Had times changed that much? Was I so removed from my old community in my childhood home that it had truly turned the corner to that extreme? Was I perhaps that naïve, and random shootings were frequently occurring just minutes from when I shopped at those same stores, and fueled at those same pumps so many times? I’d stopped for gum at that Gate like the boys, I’d stopped for wine at that Gate like RR, I had dinner at that adjacent restaurant like witnesses had, so many times. I’d always felt safe. Or at least not unsafe.

Was I that naïve? Had I missed so much deterioration in my own home community? Was my old stomping grounds now so scary after dark that dangerous thugs lurked on every street corner, brandishing guns and pretending to be in gangs? Were thugs, or wanna-be-thugs scaring aging computer programmers just after dark so badly that they risk getting killed? By the time of this incident, I was a computer programmer, like MD. Though I don’t own a gun, I believed in the Castle doctrine, I even believed in SYG, like MD. If my life was threatened by a gang of hoodlums, I believed I had a right to defend myself from imminent harm, and as a woman if I had a gun (which I don’t) and I felt someone was going to kill me, I wouldn’t chance aiming to wound, because I might miss and then I’d be killed. If I was fighting for my life, I’d defend myself to the death. I know that. But was this really a life-and-death decision here? Now? Truly in my own backyard? That was hard to believe, and even harder to stomach.
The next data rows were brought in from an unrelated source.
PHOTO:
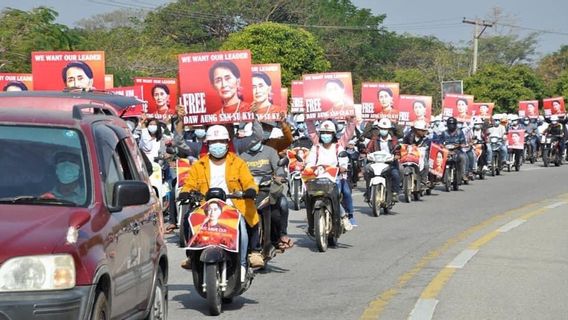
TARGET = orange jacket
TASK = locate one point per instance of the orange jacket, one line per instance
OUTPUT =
(238, 178)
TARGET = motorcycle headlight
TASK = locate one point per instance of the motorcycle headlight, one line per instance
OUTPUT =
(37, 273)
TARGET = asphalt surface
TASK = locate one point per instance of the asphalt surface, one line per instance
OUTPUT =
(394, 266)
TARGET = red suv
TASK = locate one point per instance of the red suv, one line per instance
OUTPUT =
(81, 230)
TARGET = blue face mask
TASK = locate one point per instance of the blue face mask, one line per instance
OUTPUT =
(218, 150)
(256, 147)
(326, 137)
(200, 133)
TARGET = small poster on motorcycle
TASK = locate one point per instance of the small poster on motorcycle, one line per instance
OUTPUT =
(133, 91)
(516, 139)
(109, 81)
(483, 110)
(413, 108)
(459, 106)
(380, 100)
(16, 82)
(216, 87)
(328, 95)
(57, 70)
(266, 92)
(182, 165)
(160, 95)
(437, 159)
(214, 224)
(294, 156)
(297, 94)
(553, 106)
(528, 109)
When I first heard the local news, I believed the risk of harm was from gang fights. No, then I’m told it was random. Wow. So was the threat from a gang-banger who thought they encountered a rival gang? No. Rival gang wanna-be? No. Then I learned the threat, the scariest part of that night was actually caused from a white anglo-Protestant. Not too different from me. I’m a woman, but I’m a technical geek, who believes I have a right to defend myself, and ok, I’m not the most personable person in all social circumstances. I could almost understand where this guy might be coming from.
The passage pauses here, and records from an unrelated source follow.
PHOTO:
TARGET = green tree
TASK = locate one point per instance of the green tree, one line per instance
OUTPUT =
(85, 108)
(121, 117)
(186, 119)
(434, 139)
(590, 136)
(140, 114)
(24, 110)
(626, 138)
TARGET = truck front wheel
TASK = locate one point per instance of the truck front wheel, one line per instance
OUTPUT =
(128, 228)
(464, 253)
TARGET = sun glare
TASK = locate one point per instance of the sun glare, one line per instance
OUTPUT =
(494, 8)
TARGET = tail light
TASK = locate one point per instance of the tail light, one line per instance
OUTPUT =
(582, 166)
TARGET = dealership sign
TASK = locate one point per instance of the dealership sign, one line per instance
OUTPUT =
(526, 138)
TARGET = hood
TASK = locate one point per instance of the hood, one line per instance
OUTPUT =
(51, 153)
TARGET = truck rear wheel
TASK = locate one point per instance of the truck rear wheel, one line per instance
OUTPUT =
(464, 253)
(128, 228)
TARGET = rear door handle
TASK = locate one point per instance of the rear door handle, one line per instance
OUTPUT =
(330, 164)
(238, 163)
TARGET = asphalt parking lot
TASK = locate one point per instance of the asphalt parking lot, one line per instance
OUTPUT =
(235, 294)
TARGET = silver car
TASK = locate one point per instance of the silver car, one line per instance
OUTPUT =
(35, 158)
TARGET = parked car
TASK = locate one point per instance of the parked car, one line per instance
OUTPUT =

Except that I couldn’t, I can’t, and I never will be able to. Where Dunn claims he saw fear, I see the smile of my next-door neighbor’s son. Thank God that young man’s graduated high school and enters college in a few months. He’s cruised with friends, played loud music, stopped for gum on his way to the mall to hit on high school kids of the opposite sex. Heck, who hasn’t? Has my neighbor’s son mouthed off to cranky older men who fussed at them? I’m sure he has. Did my friends? I know they did. There but for the grace of God…

Did I (and those friends) still become honest, good, tax-paying and contributing members of society? I believe I did, and like to think we all did. But if there had been a Michael Dunn at every street corner when we grew up, that wouldn’t be the case. If every adult today only sees threat when they see teenage boys, then heaven help us all. I am so relieved that a jury of my peers, and of MD’s peers, decided MD is guilty. Right or wrong, it restores confidence to me that the suburbs in town, the places I’ve grown up in, may still be comparatively safe, as long as zealots like MD are not returned to the streets.
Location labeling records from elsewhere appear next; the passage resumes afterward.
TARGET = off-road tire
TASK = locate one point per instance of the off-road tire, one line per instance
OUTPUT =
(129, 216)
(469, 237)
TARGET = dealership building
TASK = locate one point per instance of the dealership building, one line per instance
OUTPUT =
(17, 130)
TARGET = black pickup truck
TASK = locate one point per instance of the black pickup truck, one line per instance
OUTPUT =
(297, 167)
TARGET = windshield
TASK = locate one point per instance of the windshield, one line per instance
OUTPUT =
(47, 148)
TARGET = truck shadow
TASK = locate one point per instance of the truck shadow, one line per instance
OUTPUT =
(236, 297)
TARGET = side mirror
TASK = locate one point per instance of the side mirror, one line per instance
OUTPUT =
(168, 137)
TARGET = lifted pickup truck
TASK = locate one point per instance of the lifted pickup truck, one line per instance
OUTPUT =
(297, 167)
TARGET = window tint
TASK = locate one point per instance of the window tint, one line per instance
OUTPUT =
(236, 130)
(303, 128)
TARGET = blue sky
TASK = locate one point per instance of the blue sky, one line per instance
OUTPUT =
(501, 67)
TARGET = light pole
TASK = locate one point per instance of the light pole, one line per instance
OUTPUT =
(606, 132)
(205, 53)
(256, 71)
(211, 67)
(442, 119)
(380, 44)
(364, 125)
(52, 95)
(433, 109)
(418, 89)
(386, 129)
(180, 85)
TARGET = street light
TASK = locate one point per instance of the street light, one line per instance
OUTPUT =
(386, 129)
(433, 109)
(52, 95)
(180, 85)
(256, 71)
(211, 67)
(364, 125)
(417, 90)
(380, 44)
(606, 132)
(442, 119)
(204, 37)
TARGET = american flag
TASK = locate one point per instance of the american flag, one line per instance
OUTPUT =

Wow...that is a very introspective and well thought out post and shows me just how important this verdict is for everyone...I am glad there were people like you on the jury. Thanks.
 
  • #157
  • #158
:woohoo:
 
  • #159
I am chuckling at the thought of Michael Dunn kissing goodbye forever to his elitist airplane-flying community in Paradise Beach.

Michael: You will forever live the 🤬🤬🤬🤬-life in prison, you soft, superior, self-centered piece of carp.
 
  • #160
Oh darn, i missed this trial. But i'm happy he was found guilty. It was clear the first time, I think. He did not act the least bit like a person who was afraid for his life, he acted like a guilty person.